Mad Crazy Laziness
Posted on October 5, 2005 Posted by John Scalzi 25 Comments
Here’s the fact of the matter: Four and a half years ago, I packed up the vast majority of my CDs when I moved from Virginia to Ohio, and I never unpacked them. Before I packed the CDs away, I ripped about 1200 tracks off them onto my computer and also stuffed them into my (then state of the art) Creative Nomad Jukebox, comprising basically my own personal radio station, so I was not generally lacking in terms of the stuff I wanted hear, and aside from that I went about accreting additional CDs at the rate of several a week, and then later abandoned CDs altogether to buy everything online through iTunes, eMusic and Allofmp3.com, or to stream it off of Rhapsody. By and large unpacking those CDs was unnecessary: One way or another almost everything I wanted to hear got to my ear without having to crack open the boxes.
Note, however, that I said almost. Some material stayed stubbornly out of my grasp — which is to say, was right in my basement if I had bothered to root through some boxes, but I wasn’t, so it might as well have been on the dark side of the moon. Among them was Wrong Way Up, a one-off album from Brian Eno and John Cale, which has two of my favorite early 90s tracks on it: "Lay My Love" and "Spinning Away." For whatever reason I didn’t burn either of those two tracks before I cartoned up my CDs, so I haven’t heard either track since at least early 2001. I really love those tracks, and would occasionally almost rouse myself to open up the CD boxes to find the CD. But then I would think do I really want to go through all that effort for just two songs? And them once again I would slump into feculent slothery, listening to the little voice in my head that said patience, sloth Jedi. Sooner or later they will come to you.
And so they have: Rykodisc recently re-released Wrong Way Up, which means the album is now available on eMusic and Rhapsody both: I streamed it off the latter while I was downloading it from the former. Once again my interminable immobility has paid off in spades. Excellent.

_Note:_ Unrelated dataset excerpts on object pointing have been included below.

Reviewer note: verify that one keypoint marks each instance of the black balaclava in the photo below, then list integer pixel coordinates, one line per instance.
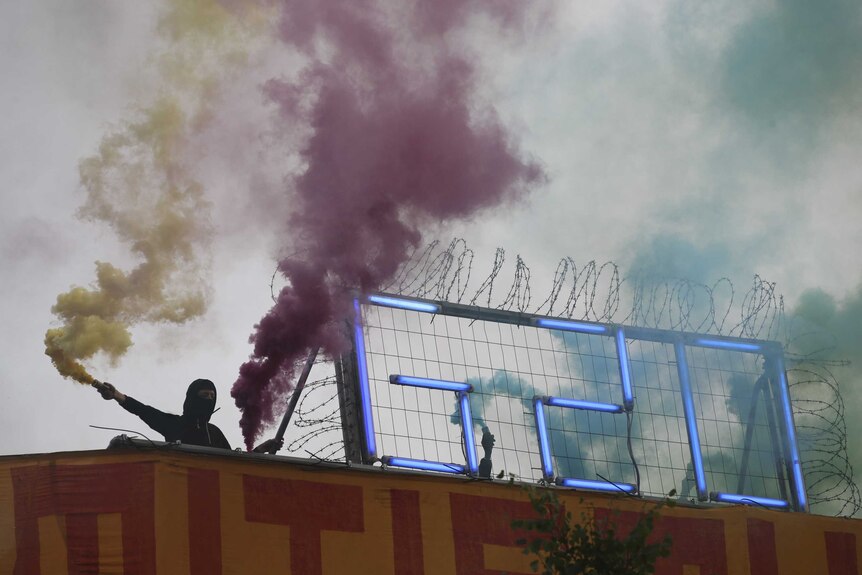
(198, 407)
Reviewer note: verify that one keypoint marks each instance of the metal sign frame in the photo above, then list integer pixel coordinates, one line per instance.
(774, 382)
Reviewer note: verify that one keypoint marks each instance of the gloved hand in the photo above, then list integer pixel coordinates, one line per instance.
(105, 389)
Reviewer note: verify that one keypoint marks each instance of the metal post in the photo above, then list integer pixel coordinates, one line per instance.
(297, 391)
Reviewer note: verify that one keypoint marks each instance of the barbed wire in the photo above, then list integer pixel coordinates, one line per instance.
(599, 292)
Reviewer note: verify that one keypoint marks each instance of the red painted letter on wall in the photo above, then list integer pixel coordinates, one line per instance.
(307, 508)
(480, 520)
(81, 493)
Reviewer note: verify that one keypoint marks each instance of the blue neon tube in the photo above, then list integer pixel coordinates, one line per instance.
(423, 465)
(796, 464)
(625, 372)
(728, 345)
(364, 391)
(467, 426)
(748, 500)
(542, 435)
(429, 383)
(568, 325)
(407, 304)
(597, 485)
(580, 404)
(690, 421)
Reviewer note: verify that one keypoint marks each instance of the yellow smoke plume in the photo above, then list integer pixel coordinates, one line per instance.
(140, 184)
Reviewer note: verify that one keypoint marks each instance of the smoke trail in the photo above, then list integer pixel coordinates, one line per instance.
(397, 142)
(140, 185)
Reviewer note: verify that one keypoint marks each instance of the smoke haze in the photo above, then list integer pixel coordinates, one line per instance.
(397, 142)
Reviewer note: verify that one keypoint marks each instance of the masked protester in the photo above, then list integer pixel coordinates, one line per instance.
(193, 426)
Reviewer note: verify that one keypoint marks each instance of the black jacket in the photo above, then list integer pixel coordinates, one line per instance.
(192, 428)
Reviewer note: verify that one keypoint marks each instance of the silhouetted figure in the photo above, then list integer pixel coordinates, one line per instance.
(488, 446)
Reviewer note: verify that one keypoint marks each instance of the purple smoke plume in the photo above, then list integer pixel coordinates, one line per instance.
(396, 143)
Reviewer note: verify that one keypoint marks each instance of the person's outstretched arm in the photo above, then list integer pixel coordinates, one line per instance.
(158, 421)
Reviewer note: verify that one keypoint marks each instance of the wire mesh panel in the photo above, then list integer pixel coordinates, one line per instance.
(740, 438)
(579, 403)
(659, 439)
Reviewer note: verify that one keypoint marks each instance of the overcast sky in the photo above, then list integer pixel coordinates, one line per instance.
(703, 140)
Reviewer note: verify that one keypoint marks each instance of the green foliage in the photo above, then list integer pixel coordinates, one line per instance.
(589, 546)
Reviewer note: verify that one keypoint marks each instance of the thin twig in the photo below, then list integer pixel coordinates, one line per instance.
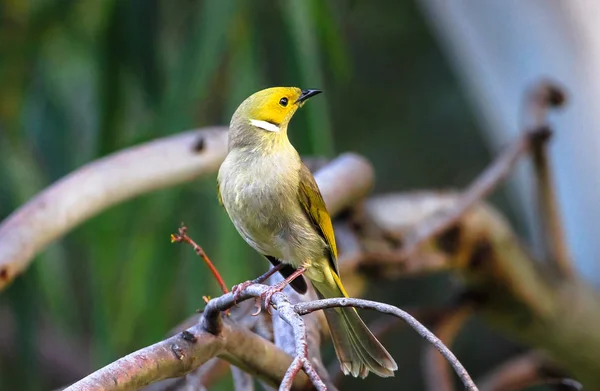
(481, 187)
(213, 323)
(437, 376)
(540, 100)
(182, 236)
(307, 308)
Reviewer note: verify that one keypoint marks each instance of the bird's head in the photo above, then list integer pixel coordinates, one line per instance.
(264, 116)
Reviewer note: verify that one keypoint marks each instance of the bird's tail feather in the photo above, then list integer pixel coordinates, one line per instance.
(356, 347)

To be honest, at this point, I really have to work to find a band whose output is so obscure that I can’t find it anymore. Right now, on Rhapsody, I’m listening to Falling Joys, a favorite of mine in my senior year of college. These guys were an Australian band who barely made a ripple out of Oz, and yet now I have access to their entire corpus right here online. The Blue Aeroplanes? Check. Kitchens of Distinction? Check. Tanita Tikaram? Check, baby, check. I can stump the online world by pulling out bands like The Katydids, Martha’s Vineyard and the Monochrome Set right out of my ass, but I bet by this time next year I’ll be able to find even these hopelessly deader-than-Marley’s-ghost bands. At which time Krissy will finally put her foot down and demand I get rid of all those damned boxes. And I suppose she’ll be right to do it.
In the meantime: Wrong Way Up. Solid.
oh my god, now you have the strings from the first song stuck in my head “dum dah dah-da da-dum, dum dah dah-dah da da-da-da-da-da-da-da-da dum dah dah-da da-dum …”

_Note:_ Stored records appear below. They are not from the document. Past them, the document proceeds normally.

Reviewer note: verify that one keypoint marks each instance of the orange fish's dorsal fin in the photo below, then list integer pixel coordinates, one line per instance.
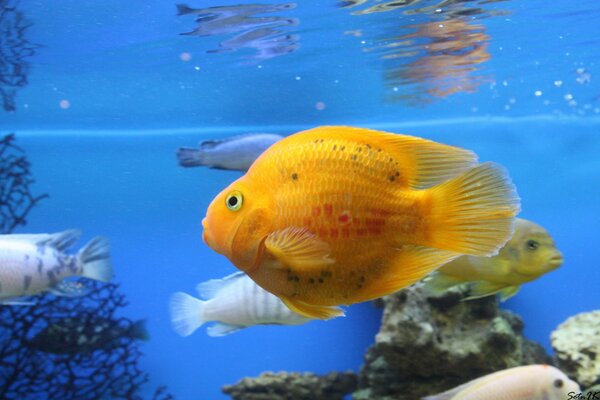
(422, 163)
(473, 213)
(297, 247)
(408, 265)
(312, 311)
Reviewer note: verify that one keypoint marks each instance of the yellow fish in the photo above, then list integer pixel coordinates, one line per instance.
(527, 256)
(530, 382)
(339, 215)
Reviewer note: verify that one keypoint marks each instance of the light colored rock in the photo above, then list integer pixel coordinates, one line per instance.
(576, 343)
(428, 344)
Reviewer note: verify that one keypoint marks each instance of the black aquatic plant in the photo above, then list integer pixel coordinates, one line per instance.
(14, 48)
(28, 373)
(16, 199)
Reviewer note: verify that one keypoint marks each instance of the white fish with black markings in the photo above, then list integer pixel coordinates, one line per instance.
(34, 263)
(234, 153)
(234, 302)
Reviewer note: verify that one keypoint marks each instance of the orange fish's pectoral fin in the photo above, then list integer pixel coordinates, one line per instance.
(312, 311)
(298, 248)
(437, 282)
(408, 265)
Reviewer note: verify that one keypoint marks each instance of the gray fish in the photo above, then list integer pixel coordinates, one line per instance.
(235, 153)
(234, 302)
(34, 263)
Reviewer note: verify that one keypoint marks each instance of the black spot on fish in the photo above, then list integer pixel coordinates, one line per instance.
(26, 281)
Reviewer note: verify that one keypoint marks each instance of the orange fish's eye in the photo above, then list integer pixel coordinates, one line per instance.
(234, 200)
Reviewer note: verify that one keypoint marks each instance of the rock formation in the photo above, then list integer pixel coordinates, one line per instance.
(293, 386)
(576, 343)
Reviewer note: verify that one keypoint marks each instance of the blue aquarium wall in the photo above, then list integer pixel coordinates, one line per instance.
(129, 188)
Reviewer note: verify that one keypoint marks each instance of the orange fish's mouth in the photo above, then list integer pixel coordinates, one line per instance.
(556, 260)
(205, 238)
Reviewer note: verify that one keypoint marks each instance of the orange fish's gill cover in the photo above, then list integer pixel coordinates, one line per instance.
(338, 215)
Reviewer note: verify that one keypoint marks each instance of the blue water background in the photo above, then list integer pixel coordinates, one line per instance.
(108, 161)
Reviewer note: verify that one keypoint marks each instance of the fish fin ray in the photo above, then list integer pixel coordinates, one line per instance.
(222, 329)
(95, 261)
(410, 264)
(187, 313)
(310, 310)
(190, 157)
(438, 282)
(473, 213)
(298, 248)
(209, 289)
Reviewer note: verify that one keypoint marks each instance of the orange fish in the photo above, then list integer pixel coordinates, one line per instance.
(339, 215)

i can’t believe you bought that on CD! i still have the damn thing on cassette tape (somewhere …) it wasn’t until a year later that my roommate finally bought a CD player and we had to go through every record store in town to find “the real ramona” on CD for his birthday. good times.
this just brings up the sound bite i gave to a friend a little while ago: in the digital age there is no more underground, only underexposed.

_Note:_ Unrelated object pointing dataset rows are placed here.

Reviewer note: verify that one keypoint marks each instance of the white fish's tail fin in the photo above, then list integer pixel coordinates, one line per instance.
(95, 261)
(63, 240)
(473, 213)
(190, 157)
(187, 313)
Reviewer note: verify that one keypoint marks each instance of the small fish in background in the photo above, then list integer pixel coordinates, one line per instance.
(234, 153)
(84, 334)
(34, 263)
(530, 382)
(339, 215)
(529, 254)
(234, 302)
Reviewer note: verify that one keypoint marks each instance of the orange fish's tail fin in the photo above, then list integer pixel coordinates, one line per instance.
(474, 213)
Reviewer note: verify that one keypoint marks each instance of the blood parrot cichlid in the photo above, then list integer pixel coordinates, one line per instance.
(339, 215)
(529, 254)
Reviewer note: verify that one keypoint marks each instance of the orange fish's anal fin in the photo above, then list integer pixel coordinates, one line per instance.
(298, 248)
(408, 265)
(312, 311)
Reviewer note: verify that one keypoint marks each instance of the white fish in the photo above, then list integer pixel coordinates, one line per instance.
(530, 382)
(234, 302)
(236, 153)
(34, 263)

To be honest, at this point, I really have to work to find a band whose output is so obscure that I can’t find it anymore.
Online? The Beatles.
(Yeah, I know, nobody’s heard of them, but they really were a pretty good underground pop group in their time.)
To be honest, at this point, I really have to work to find a band whose output is so obscure that I can’t find it anymore.
David and David, Boomtown.
I have it on cassette.
my favorite soundtrack for 1988.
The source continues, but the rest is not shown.